I looked to this StackOverflow question first for help since it is so similar, and ended up with this code:
def createdDict(list, file):
f = open(file, 'r')
d={}
i=0
for line in f:
groupIndex = int(line)
if groupIndex in d:
d[groupIndex].append(list[i])
else:
d[groupIndex] = list[i]
i +=1
print d
f.close()
And this error:
AttributeError: 'Element' object has no attribute 'append'
d[groupIndex] is just a dictionary and its key and groupIndex should also just be an integer.. not an object from a class I created earlier in the script. (Why is this error showing up?)
I then revised my code after coming upon this other question to be like the following, since I thought this was an alternative way to accomplish my task. My code then looked like this:
def createdDict(list, file):
f = open(file, 'r')
d={}
i=0
for line in f:
groupIndex = int(line)
if groupIndex in d:
d.setdefault('groupIndex', []).append(list[i])
else:
d[groupIndex] = list[i]
i +=1
print d
f.close()
This code snippet doesn't end in an error or what I want, but rather (what I believe) are the last objects in the groups... so print d gives me the key and the last object placed in the group (instead of the desired: ALL of the objects in that group) and then terminal randomly spits out groupIndex followed by all of the objects in list.
My question: what exactly am I missing here? People upvoted the answers to the questions I linked, so they are most likely correct and I am likely implementing them incorrectly. I don't need a correction to both procedures, but the most efficient answer to my problem of getting multiple values attached to one key. What would be the most pythonic way to accomplish this task?
EDIT 2: if this helps at all, here is the class that the first method is referencing the error too. I have no idea how it defined any part of this code as a part of this class. I haven't really developed it yet, but I'm all for an answer, so if this helps in locating the error:
class Element(object):
def __init__(self, globalIndex):
self.globalIndex = globalIndex
def GetGlobalIndex (self):
return self.globalIndex
globalIndex is a separate index of objects (Elements). with my current problem, I am taking a list of these Elements (this is the list mentioned earlier) and grouping them into smaller groups based upon my file (also mentioned earlier). Why I thought it shouldn't matter, the list is essentially a counting up of integers... How would it mess with my code?

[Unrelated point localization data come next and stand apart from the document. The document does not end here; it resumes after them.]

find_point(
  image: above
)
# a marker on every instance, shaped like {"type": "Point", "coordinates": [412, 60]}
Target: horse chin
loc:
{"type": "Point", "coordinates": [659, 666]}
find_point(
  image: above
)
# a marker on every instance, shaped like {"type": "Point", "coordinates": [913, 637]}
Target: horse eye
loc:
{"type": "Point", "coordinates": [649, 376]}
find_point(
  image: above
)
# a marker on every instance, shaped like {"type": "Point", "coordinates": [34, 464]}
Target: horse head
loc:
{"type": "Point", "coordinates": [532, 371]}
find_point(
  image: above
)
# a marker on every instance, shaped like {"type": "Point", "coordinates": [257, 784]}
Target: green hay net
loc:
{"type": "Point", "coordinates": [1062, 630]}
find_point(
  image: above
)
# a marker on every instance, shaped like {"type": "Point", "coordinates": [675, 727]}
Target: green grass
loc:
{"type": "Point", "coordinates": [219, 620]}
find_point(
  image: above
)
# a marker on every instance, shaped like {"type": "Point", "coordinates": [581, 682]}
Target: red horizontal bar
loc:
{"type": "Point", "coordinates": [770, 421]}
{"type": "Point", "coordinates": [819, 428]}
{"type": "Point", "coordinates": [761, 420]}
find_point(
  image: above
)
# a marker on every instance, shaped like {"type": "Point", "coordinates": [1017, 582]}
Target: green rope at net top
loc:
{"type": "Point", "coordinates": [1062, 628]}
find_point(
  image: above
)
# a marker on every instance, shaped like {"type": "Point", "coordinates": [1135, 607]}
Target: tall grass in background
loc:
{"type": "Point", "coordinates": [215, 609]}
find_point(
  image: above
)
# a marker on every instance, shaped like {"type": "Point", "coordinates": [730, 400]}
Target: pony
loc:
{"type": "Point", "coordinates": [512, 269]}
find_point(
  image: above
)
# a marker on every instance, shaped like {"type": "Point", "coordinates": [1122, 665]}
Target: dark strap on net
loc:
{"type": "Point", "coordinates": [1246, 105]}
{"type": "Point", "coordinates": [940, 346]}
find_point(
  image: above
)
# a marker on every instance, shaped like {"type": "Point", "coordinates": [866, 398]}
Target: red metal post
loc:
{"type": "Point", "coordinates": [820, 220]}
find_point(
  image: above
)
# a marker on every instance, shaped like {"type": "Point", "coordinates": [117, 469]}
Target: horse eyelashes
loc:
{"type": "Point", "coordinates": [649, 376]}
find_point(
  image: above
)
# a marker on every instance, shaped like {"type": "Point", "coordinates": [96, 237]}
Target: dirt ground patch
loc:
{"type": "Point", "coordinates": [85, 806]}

The base of your problem is in this line:
d[groupIndex] = list[i]
In other words, when a key is not in the dictionary, you add a single value (Element object) under that key. The next time you see that key, you try to append to that single value. But you can't append to single values. You need a container type, such as a list, to append. Python doesn't magically turn your Element object into a list!
The solution is simple. If you want your dictionary's values to be lists, then do that. When you add the first item, append a one-element list:
d[groupIndex] = [list[i]]
Alternatively, you can take a one-item slice of the original list. This will be a list already.
d[groupIndex] = list[i:i+1]
Now the dictionary's values are always lists, and you can append the second and subsequent values to them without error.
As ecatmur points out, you can further simplify this (eliminating the if statement) using d.setdefault(groupIndex, []).append(list[i]). If the key doesn't exist, then the value is taken to be an empty list, and you simply always append the new item. You could also use collections.defaultdict(list).

Just use
d.setdefault(groupIndex, []).append(list[i])
This will check whether groupIndex is in d, so you don't need the if groupIndex in d: line.

from itertools import izip
from collections import defaultdict
dd = defaultdict(list)
with open('filename.txt') as fin:
for idx, line in izip(my_list, fin):
num = int(line)
defaultdict[num].append(idx)
This creates a defaultdict with a default type of list, so you can append without using setdefault. Then reads each element of my_list combined with the corresponding line from the file, converts the line to an integer, then adds to the group (represented by num) the corresponding index.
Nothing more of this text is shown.